After making the changes you suggested, I think I may have accidentally messed up something with the configuration. Harvest is no longer collecting any day since I made the changes. See the screenshot below.
If data isn't being displayed either there is a problem collecting and sending it (Harvest), receiving and storing it (Graphite), or displaying it (Grafana). My guess is it's one of the 1st two.
I would check the logfiles from Harvest and Graphite for more. The logfiles for Harvest are in /opt/netapp-harvest/log/<poller>.log, and the ones for Graphite carbon vary a bit depending on the OS and installation method used, but I have these doc'd the locations in the Graphite and Grafana Quick start guide.
I'd also make sure Harvest is running, because that could be the most basic reason you have no data (/opt/netapp-harvest/netapp-manager -status, and then with -start option to start them if not running).
If this isn't enough please open a new communities thread with the errors you find in the logfiles.
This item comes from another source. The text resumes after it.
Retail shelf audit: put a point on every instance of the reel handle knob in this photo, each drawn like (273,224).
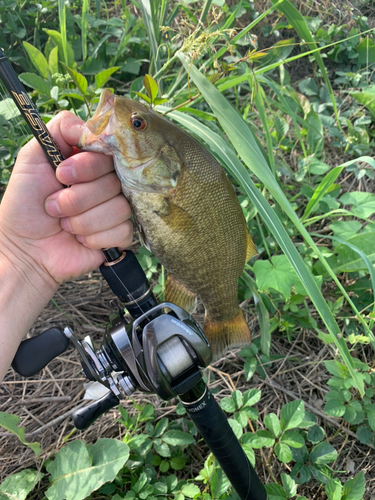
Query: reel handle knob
(84,417)
(35,353)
Hi Chris, i maded the change to the database and it stopped displaying my graphs in Grafana, I have checked all poller for errors and even removed the .wsp. I resrtated server and conform i had no errors, and still nothing. Here is what I did exactly. I ran the set of commands you illustrated below.
After that it stopped reporting to grafana but is definitely pulling data. not sure how to open a different thread as you mentioned to someone in this thread, but we both definitely got he sameoutcome.